Although this event is a potentially gripping, if disturbing subject for a documentary drama, this play is cautious in its depiction of what happened, predictable in its storyline, lacks character complexity and, apart from a brief incident, has no dramatic tension.

The performance opens with the grim-faced Masur setting the scene. His expression never changes. It is as if he comes to the meeting with the weight of the dead on his shoulders. Initially reluctant to respond to Himmler, he is soon arguing against the SS officer’s fantastical claims about the supposed crimes of the Jewish people.

The negotiations are almost entirely left to the ever-sociable charm of Kersten, who provides refreshments and gives Himmler (Richard Clothier) a massage to deal with his stomach pains. Earlier in the evening, as Kersten and Masur await the arrival of Himmler, he entertains Masur with a radio broadcast of Goebbels celebrating Hitler's birthday.

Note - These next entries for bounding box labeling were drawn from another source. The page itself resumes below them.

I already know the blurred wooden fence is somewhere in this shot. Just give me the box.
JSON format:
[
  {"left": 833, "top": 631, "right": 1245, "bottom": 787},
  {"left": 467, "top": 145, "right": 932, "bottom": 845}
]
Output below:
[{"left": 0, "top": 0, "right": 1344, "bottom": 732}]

The mass murderer Himmler is allowed to seem occasionally charming, despite his tendency to explain the problem “between our two people”.

The dialogue is naturalistic and the plot has a basic believability, but the ninety-minute performance doesn't really tell us anything more about the characters or their situations than we get from the advertised summary of the play. Rather than a dramatic engagement with a shocking period in our history, this feels like a slight scene from a conventional costume drama.